Initiating chamber: House of Representatives
- Bill title: Nepal Constitution (second amendment) Bill-2077 BS
- Introduced by: Minister of Law, Justice and Parliamentary Affairs, Shiva Maya Tumbahamphe
- Introduced: 24 May 2020
- Voting summary: 258 voted for; None voted against; None abstained; 17 absent;

Revising chamber: National Assembly
- Bill title: Nepal Constitution (second amendment) Bill-2077 BS
- Received from the House of Representatives: 13 June 2020
- Passed: 18 June 2020
- Voting summary: 57 voted for; None voted against; None abstained;

= Constitution of Nepal (Second Amendment 2077) Bill =

The Constitution of Nepal (Second Amendment 2077) Act provided the legal status to a new map of Nepal to be used in the country's national emblem by amending Schedule 3 (Coat of Arms) in the Constitution of Nepal. The Council of Ministers of Nepal had announced the new map on 20 May 2020 and two days later it was placed in the Parliament. On 13 June 2020, the motion was put forth for voting in the lower house of Nepal's Parliament by the government of Prime Minister KP Sharma Oli. Voting was unanimous with ayes being 258 with no nays. On 18 June 2020, the Upper House unanimously passed the Bill after which the President of Nepal Bidhya Devi Bhandari signed the Bill.
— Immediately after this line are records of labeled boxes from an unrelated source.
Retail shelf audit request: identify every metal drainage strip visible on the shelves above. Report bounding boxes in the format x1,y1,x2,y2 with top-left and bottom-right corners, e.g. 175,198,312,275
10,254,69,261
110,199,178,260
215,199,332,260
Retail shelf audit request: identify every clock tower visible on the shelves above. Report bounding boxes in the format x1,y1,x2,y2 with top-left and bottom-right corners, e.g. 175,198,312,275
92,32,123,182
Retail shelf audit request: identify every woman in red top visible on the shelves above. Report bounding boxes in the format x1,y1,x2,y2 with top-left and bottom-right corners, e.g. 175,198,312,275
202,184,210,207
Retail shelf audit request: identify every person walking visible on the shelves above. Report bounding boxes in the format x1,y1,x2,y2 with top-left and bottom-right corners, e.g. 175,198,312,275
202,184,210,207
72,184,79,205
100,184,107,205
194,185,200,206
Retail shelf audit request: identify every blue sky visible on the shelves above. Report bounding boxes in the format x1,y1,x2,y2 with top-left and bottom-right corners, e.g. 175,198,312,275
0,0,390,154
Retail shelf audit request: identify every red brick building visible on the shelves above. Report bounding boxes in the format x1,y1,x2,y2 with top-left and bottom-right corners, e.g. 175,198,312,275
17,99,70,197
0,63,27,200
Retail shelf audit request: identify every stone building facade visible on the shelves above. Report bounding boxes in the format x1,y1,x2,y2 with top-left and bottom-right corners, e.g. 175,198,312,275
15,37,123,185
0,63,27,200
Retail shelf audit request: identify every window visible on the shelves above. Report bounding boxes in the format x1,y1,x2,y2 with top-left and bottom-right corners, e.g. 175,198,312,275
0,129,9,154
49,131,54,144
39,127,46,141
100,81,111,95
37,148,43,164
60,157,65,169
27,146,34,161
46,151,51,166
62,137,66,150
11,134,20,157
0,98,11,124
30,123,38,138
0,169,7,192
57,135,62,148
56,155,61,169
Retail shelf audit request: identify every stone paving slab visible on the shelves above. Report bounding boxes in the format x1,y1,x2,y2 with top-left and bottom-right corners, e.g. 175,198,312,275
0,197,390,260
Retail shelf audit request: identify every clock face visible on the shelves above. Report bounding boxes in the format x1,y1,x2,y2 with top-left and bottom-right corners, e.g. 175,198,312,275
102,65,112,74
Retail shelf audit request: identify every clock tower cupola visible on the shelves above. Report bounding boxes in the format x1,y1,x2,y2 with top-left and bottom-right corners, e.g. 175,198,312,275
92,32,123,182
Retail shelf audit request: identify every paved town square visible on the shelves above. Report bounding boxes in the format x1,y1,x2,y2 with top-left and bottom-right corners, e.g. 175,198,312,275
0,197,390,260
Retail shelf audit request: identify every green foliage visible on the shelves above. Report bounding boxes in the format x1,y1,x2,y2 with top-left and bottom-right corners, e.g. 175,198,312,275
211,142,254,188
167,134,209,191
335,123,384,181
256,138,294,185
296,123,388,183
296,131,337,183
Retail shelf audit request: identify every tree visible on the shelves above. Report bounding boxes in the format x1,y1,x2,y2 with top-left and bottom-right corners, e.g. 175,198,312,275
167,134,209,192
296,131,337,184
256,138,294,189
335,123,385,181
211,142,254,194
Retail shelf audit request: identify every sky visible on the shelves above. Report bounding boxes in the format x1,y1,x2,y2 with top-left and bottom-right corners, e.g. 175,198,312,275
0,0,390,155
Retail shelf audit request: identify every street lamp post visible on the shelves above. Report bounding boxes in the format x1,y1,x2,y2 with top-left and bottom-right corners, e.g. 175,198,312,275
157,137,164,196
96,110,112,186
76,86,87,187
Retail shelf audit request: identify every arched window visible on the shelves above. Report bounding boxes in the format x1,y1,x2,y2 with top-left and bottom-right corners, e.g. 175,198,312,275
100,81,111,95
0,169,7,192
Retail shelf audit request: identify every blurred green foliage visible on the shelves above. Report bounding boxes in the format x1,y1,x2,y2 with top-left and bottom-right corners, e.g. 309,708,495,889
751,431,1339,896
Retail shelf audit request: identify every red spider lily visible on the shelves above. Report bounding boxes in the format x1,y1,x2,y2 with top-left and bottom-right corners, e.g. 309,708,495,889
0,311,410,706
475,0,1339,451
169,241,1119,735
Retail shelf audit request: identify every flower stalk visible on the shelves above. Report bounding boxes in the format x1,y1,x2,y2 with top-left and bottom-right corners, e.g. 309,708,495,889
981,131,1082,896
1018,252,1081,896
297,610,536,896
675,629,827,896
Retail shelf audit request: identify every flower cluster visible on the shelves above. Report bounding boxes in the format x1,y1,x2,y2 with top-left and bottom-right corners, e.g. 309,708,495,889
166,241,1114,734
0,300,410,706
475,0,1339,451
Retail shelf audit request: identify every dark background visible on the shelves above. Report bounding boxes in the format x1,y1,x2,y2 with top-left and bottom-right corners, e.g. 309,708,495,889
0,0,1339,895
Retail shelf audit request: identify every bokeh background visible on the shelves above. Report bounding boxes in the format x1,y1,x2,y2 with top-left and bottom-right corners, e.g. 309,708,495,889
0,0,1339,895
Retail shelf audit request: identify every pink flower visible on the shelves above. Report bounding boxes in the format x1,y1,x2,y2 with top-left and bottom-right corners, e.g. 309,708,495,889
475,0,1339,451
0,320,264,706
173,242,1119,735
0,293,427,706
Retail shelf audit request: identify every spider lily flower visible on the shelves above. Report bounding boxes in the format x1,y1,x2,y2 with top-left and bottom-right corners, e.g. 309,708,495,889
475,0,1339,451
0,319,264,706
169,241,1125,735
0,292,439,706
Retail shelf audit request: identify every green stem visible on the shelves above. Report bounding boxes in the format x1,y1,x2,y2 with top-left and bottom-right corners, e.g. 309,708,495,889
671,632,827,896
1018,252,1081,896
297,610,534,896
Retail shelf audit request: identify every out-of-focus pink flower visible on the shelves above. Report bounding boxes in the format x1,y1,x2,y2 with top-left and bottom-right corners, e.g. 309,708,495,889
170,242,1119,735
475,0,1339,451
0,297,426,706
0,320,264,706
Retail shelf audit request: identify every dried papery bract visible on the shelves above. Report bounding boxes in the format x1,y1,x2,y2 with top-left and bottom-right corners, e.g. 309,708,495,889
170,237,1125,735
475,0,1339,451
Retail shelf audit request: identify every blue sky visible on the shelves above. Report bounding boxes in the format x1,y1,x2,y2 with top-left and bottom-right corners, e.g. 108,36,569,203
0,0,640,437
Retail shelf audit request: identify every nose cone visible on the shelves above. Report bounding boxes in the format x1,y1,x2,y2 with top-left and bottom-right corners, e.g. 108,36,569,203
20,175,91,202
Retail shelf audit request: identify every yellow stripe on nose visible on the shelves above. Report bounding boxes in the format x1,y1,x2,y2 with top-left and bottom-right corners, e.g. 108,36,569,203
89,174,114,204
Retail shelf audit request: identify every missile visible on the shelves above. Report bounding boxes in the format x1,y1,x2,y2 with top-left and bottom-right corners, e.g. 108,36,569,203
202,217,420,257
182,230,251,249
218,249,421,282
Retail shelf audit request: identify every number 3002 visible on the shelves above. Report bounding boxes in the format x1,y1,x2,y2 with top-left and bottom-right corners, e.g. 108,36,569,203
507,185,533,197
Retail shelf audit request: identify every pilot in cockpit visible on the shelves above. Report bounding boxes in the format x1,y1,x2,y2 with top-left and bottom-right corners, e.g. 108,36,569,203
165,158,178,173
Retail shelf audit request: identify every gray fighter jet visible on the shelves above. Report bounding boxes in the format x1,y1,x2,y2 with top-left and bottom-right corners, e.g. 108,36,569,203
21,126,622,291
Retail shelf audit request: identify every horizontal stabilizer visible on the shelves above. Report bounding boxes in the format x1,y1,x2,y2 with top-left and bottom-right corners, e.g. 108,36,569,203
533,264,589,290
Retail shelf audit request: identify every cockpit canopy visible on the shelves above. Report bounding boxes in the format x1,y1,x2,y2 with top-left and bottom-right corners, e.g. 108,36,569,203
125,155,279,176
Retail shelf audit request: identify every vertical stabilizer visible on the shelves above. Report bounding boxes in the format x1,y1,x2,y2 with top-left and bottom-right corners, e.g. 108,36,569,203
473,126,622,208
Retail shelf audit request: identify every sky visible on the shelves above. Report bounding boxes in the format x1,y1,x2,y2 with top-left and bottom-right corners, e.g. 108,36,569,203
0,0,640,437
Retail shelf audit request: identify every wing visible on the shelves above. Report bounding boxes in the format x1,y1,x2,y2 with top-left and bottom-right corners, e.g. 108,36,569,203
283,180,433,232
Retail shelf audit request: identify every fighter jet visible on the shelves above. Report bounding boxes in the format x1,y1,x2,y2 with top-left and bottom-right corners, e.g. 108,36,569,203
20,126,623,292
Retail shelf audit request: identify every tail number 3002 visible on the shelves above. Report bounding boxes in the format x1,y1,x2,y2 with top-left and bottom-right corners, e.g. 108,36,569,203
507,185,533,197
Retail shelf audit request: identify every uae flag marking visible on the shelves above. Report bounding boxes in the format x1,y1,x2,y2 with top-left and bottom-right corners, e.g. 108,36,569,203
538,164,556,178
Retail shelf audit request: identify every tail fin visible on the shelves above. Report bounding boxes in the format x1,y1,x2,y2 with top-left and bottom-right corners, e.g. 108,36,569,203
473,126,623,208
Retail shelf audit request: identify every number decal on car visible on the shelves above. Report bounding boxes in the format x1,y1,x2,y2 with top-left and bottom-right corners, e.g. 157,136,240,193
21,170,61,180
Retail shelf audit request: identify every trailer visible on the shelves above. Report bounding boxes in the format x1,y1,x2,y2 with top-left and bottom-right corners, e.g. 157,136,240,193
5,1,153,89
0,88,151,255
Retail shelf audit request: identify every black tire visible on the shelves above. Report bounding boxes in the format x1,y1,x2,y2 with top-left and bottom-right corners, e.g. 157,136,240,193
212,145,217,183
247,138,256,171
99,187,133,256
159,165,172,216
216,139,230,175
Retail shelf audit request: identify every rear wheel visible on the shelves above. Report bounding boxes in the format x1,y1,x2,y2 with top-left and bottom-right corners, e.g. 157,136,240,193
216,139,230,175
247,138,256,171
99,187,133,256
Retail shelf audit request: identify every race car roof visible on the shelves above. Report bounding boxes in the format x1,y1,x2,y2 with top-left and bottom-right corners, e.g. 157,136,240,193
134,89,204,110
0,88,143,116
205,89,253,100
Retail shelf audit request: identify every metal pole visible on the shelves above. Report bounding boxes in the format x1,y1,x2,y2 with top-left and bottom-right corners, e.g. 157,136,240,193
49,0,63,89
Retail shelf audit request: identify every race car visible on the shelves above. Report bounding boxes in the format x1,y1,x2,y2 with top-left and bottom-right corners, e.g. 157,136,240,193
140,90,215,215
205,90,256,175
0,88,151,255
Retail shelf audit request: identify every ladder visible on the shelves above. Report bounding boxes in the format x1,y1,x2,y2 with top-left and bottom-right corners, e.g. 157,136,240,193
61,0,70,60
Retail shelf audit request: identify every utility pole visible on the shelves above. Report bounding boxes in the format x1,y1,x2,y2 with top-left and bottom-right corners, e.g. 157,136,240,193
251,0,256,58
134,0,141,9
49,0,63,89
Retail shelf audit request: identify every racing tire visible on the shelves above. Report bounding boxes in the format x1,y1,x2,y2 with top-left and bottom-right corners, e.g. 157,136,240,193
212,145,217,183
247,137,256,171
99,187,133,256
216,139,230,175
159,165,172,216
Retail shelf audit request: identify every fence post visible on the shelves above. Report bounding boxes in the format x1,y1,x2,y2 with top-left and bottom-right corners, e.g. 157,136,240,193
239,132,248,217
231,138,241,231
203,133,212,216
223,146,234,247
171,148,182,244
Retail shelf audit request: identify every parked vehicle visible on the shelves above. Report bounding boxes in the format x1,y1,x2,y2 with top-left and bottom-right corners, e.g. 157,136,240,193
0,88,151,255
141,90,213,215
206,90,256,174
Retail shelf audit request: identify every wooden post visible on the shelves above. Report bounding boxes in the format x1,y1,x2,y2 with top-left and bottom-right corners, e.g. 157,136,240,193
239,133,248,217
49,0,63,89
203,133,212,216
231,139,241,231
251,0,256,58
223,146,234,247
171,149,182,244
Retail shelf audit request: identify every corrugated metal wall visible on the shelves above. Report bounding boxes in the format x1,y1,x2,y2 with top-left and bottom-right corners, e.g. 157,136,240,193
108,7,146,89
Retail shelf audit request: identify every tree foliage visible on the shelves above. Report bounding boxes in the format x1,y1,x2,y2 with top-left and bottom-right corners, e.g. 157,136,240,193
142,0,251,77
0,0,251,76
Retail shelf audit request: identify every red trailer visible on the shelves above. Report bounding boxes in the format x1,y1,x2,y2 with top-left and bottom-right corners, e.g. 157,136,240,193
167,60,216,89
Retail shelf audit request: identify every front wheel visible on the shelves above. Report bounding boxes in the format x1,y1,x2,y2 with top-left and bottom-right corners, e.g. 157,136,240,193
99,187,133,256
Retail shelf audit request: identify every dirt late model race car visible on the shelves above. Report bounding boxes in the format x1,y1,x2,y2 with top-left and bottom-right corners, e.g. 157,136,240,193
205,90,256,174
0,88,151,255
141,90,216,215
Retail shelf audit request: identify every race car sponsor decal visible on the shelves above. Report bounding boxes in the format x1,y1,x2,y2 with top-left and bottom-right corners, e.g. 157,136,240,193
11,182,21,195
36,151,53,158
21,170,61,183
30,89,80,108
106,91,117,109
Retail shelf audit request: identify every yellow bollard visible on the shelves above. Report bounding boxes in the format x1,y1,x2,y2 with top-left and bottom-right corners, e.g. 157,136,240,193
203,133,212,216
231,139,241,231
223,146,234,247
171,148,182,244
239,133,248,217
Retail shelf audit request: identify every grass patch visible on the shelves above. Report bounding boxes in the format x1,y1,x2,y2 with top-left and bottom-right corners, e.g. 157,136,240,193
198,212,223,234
The new map places Limpiyadhura, Lipulekh and Kalapani as territory under Nepal. Nepal claims the area as per the Treaty of Sugauli and claims that India was granted permission for troop movement in the area in the 1950s, but since then India has refused to move them back. The move also comes ahead of the Prime Minister of Nepal facing calls to step down, and days after India opened a road through Lipulekh to Lake Mansarovar in the Tibet Autonomous Region of China. In November 2019 India had issued a new map in which Kalapani, a disputed territory according to Nepal, was shown as Indian territory. The map showed the regions as part of Uttarakhand.